Prelab: Motif discovery and regulatory analysis - I

Welcome to the first of three modules on DNA sequence motifs! To get started, please watch the lecture "Motif Discovery" on Mediasite (the lecture slides are also on Canvas), then answer the following questions.

1) What is the difference between a consensus sequence and a degenerate consensus sequence?

2) Define the term information content in the context of sequence motifs.

3) How does relative entropy account for the background frequencies of nucleotides?

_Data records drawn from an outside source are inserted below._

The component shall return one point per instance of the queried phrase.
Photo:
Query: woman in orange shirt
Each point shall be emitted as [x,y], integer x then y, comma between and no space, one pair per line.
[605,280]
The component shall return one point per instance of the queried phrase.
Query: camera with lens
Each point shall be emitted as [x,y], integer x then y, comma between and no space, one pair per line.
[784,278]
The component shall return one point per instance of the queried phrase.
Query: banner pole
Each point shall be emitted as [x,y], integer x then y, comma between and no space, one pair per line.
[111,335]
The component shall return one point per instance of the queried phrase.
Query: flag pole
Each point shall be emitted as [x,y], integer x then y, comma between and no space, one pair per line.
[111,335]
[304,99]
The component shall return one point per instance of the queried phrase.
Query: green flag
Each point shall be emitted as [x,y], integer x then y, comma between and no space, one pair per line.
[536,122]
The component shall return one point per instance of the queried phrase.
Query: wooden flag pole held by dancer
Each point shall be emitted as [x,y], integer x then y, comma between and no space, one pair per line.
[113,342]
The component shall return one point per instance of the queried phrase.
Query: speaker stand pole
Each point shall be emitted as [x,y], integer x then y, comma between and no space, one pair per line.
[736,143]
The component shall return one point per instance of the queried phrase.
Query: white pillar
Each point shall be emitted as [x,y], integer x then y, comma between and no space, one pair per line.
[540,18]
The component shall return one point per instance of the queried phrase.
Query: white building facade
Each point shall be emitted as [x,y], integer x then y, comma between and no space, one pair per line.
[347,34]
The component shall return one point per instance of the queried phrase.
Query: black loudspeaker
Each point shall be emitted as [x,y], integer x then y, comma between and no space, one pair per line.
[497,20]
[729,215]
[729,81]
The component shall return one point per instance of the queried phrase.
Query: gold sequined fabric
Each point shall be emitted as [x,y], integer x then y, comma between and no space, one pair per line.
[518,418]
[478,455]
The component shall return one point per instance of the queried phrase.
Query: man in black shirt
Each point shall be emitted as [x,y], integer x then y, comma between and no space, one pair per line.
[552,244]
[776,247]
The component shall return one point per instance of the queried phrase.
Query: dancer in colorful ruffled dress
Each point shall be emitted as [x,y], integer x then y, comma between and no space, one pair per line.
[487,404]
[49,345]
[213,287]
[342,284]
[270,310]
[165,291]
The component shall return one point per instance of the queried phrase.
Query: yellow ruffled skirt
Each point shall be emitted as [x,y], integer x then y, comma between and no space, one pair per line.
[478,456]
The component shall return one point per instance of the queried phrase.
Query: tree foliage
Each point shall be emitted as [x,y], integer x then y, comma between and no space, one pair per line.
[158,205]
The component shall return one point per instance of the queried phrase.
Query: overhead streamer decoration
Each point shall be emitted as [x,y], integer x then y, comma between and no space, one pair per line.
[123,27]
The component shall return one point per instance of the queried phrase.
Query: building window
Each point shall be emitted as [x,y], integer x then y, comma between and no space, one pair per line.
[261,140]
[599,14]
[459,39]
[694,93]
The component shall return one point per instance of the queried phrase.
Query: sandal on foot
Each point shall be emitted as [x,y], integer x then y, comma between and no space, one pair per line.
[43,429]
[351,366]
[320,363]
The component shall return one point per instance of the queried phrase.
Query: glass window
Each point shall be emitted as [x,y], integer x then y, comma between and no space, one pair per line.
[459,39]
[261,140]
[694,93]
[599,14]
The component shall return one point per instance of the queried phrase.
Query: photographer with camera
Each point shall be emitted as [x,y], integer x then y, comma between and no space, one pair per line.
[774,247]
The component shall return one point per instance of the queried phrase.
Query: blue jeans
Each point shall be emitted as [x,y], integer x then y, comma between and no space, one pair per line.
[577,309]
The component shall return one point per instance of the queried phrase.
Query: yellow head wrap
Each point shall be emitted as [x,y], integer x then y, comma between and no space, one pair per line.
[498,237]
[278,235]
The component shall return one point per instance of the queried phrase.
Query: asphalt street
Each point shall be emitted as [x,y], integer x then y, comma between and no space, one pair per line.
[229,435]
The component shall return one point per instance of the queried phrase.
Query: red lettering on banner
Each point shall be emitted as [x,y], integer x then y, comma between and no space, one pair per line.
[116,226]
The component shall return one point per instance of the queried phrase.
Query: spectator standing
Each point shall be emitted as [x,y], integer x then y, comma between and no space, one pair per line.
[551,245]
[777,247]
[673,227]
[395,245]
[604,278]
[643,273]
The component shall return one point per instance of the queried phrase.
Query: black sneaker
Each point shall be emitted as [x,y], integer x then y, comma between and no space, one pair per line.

4) What is the goal of a motif discovery approach like Gibbs sampling?

5) What challenge of motif discovery does using matched controls address, and how does it help solve this problem?

In the classwork, you will be working with the MEME software suite. This is an amazing, and extensive software package that allows you to do a wide range of motif discovery and enrichment analyses just about any time of sequence (DNA, RNA, or protein). There are a lot of tools available, so it is important to know what they are and what they do.

http://meme-suite.org/

The above website has a workflow and pipeline where each tool is listed. If you mouse over the tools, you will get a short description of what each tool does. It can be a lot to remember! So this might serve as a quick reference for you in the future

6) What question does MEME and GLAM2 help the user to address? What is the key difference between the tools?

7) What question does the tool MAST allow you to address? How does this differ from MEME?